Coventry power station operating data 1921–23
| Electricity Use | Units | Year |  |  |
| 1921 | 1922 | 1923 |
| Lighting and domestic use | MWh | 2,873 | 2,709 | 3,195 |
| Public lighting use | MWh | 46 | 72 | 99 |
| Traction | MWh | 502 | 403 | 579 |
| Power use | MWh | 28,003 | 22,950 | 30,952 |
| Total use | MWh | 31,425 | 26,135 | 34,826 |
Load and connected load
| Maximum load | kW | 17,815 | 16,250 | 18,800 |
| Total connections | kW | 41,806 | 42,706 | 44,043 |
| Load factor | Per cent | 23.6 | 21.7 | 23.9 |
Financial
| Revenue from sales of current | £ | – | 234,778 | 201,124 |
| Surplus of revenue over expenses | £ | – | 62,220 | 99,930 |

The data shows the general growth of demand and use of electricity.

Under the terms of the Electricity (Supply) Act 1926 the Central Electricity Board (CEB) was established in 1926. The CEB identified high efficiency ‘selected’ power stations that would supply electricity most effectively; Coventry was designated a selected station. The CEB also constructed the National Grid (1927–33) to connect power stations within a region.

===Operating data 1946===
Coventry (Longford) power station operating data in 1946, just prior to nationalisation, was as follows:

Coventry power station operating data, 1954–72
| Year | Load factor per cent | Max output load MW | Electricity supplied GWh | Thermal efficiency per cent |
|---|---|---|---|---|
| 1946 | 34.9 | 91,060 | 278.69 | 16.55 |

The British electricity supply industry was nationalised in 1948 under the provisions of the Electricity Act 1947. The Coventry electricity undertaking was abolished, ownership of Coventry power station was vested in the British Electricity Authority, and subsequently the Central Electricity Authority and the Central Electricity Generating Board (CEGB).
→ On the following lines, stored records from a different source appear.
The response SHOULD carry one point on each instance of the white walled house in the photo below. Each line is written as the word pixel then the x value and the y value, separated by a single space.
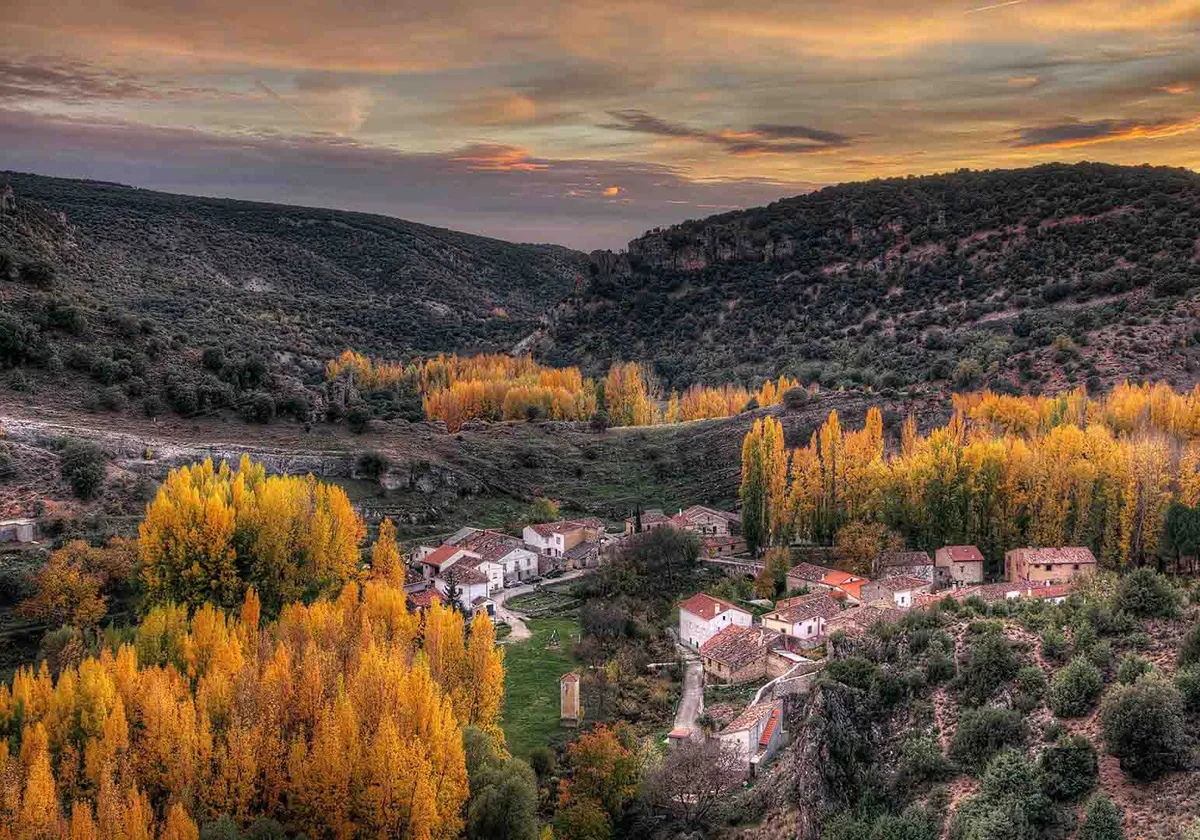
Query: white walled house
pixel 900 589
pixel 756 733
pixel 472 585
pixel 701 617
pixel 555 539
pixel 803 617
pixel 519 564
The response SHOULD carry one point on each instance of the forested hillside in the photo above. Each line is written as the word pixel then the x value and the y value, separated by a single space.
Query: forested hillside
pixel 1032 279
pixel 103 286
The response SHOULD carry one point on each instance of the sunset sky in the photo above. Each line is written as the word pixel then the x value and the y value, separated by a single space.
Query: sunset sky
pixel 585 121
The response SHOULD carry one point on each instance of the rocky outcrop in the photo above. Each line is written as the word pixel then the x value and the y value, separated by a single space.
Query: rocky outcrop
pixel 685 249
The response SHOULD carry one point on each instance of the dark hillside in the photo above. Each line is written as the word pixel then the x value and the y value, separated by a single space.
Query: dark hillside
pixel 97 276
pixel 1036 279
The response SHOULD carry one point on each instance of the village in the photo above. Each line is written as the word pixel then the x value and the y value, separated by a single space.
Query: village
pixel 775 647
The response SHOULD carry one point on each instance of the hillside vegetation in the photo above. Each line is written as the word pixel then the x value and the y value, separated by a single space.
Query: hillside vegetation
pixel 1031 279
pixel 123 299
pixel 1007 721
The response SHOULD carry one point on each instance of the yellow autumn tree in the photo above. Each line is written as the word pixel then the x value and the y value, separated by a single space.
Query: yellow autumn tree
pixel 211 532
pixel 385 562
pixel 342 717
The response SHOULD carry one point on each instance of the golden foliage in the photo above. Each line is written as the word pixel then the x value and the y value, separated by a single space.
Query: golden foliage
pixel 1008 472
pixel 503 388
pixel 339 718
pixel 213 532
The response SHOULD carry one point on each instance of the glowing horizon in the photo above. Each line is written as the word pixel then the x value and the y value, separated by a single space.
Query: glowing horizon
pixel 585 123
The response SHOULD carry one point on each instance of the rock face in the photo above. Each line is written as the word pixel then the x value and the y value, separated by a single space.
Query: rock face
pixel 687 249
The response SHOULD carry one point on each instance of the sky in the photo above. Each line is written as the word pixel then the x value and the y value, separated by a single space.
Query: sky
pixel 583 121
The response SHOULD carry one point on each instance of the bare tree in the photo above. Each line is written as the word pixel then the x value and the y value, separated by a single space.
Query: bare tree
pixel 694 778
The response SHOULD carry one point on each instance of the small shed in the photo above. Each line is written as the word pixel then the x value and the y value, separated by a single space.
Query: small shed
pixel 570 712
pixel 18 531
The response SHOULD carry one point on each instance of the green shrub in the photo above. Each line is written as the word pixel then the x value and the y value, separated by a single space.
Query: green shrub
pixel 1054 645
pixel 358 418
pixel 1187 681
pixel 1189 649
pixel 83 466
pixel 1145 593
pixel 1069 768
pixel 989 665
pixel 982 733
pixel 112 399
pixel 922 762
pixel 1132 667
pixel 1103 820
pixel 1101 655
pixel 372 465
pixel 1031 681
pixel 543 761
pixel 1075 689
pixel 1144 727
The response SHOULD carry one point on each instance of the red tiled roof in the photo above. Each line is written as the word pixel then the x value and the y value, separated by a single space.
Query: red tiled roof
pixel 809 606
pixel 425 598
pixel 750 717
pixel 903 558
pixel 567 526
pixel 947 555
pixel 1055 556
pixel 809 571
pixel 696 511
pixel 707 607
pixel 441 555
pixel 769 729
pixel 863 617
pixel 737 647
pixel 901 582
pixel 465 575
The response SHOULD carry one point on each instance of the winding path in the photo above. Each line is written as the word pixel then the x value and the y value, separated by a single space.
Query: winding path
pixel 515 619
pixel 691 703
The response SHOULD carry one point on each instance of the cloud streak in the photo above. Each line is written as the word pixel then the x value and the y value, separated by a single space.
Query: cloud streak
pixel 1077 133
pixel 759 139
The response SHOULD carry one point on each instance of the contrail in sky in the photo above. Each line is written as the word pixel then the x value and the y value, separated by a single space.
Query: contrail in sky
pixel 995 5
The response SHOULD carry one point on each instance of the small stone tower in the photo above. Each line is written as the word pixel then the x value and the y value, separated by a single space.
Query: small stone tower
pixel 569 700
At the same time the electricity distribution and sales responsibilities of the Coventry electricity undertaking were transferred to the East Midlands Electricity Board (EMEB).
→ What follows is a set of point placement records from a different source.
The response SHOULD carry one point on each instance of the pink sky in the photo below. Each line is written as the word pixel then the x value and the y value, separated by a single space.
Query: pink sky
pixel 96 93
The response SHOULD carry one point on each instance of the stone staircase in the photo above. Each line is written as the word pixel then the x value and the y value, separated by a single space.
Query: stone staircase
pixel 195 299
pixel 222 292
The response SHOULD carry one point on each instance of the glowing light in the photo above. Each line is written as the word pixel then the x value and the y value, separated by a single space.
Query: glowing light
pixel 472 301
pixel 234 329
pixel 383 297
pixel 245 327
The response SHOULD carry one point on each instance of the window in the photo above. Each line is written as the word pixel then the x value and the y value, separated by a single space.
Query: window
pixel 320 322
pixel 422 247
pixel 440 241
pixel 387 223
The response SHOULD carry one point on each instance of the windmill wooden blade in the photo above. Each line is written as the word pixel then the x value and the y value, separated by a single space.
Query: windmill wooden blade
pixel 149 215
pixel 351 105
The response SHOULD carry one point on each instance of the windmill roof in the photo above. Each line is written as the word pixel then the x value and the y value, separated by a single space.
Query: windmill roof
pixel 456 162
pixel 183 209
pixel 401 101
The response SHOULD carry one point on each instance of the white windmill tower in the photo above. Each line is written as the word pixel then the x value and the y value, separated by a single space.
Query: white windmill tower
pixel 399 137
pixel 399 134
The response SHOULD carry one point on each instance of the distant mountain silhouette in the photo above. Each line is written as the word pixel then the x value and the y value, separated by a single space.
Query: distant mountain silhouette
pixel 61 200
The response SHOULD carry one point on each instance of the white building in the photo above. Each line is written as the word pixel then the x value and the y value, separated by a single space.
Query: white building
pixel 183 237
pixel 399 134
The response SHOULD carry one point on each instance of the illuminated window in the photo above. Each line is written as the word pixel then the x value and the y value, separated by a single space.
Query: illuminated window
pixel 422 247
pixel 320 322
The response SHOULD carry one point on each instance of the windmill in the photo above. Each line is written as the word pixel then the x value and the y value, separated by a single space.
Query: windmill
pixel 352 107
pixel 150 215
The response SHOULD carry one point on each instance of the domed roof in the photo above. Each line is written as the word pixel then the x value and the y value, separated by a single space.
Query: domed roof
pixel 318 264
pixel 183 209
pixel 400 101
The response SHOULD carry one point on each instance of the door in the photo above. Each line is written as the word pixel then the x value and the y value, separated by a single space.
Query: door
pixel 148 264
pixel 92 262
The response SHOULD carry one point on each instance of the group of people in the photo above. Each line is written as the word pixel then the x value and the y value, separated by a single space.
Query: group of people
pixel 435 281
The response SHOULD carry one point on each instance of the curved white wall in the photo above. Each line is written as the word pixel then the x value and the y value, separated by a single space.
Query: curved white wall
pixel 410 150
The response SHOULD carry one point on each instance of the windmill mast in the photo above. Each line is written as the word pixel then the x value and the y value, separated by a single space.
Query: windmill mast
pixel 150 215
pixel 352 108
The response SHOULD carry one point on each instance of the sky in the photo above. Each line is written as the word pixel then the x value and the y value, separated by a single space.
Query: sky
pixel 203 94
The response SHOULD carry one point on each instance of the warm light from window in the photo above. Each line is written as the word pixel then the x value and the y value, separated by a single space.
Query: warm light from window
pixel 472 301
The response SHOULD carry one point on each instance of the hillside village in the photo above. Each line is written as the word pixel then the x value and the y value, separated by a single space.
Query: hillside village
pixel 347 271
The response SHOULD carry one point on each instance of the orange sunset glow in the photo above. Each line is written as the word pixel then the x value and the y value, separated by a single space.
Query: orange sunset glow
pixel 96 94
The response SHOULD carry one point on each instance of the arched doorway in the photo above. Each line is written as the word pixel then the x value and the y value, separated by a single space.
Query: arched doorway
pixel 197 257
===Operating data 1954–72===
Operating data for the period 1954–72 is shown in the table:

Coventry power station operating data, 1954–72
| Year | Running hours or load factor (per cent) | Max output capacity MW | Electricity supplied GWh | Thermal efficiency per cent |
|---|---|---|---|---|
| 1954 | 3687 | 120 | 157.219 | 16.98 |
| 1955 | 4237 | 120 | 199.893 | 17.40 |
| 1956 | 4269 | 120 | 199.074 | 17.32 |
| 1957 | 4153 | 111 | 184.495 | 17.60 |
| 1958 | 3940 | 111 | 179.904 | 18.01 |
| 1961 | (12.6 %) | 117 | 129.267 | 17.97 |
| 1962 | (13.9 %) | 117 | 142.590 | 17.45 |
| 1963 | (17.87 %) | 117 | 183.105 | 17.60 |
| 1967 | (13.1 %) | 117 | 134.059 | 16.05 |
| 1972 | (11.3 %) | 84 | 83.81 | 16.33 |

The data demonstrates the declining usage, capacity and supply over the period 1954–72.

==Closure and redevelopment==
The Sandy Lane power station buildings, renamed Electric Wharf, have been redeveloped as residential and commercial use.

Coventry (Longford) power station was decommissioned on 25 October 1976. The buildings and structures were subsequently demolished and as of 2020 the area is unused. However, the location's association with electricity continues. East of the Oxford Canal is the 275 kV Coventry substation that feeds the 132 kV Coventry North substation south of the former power station site.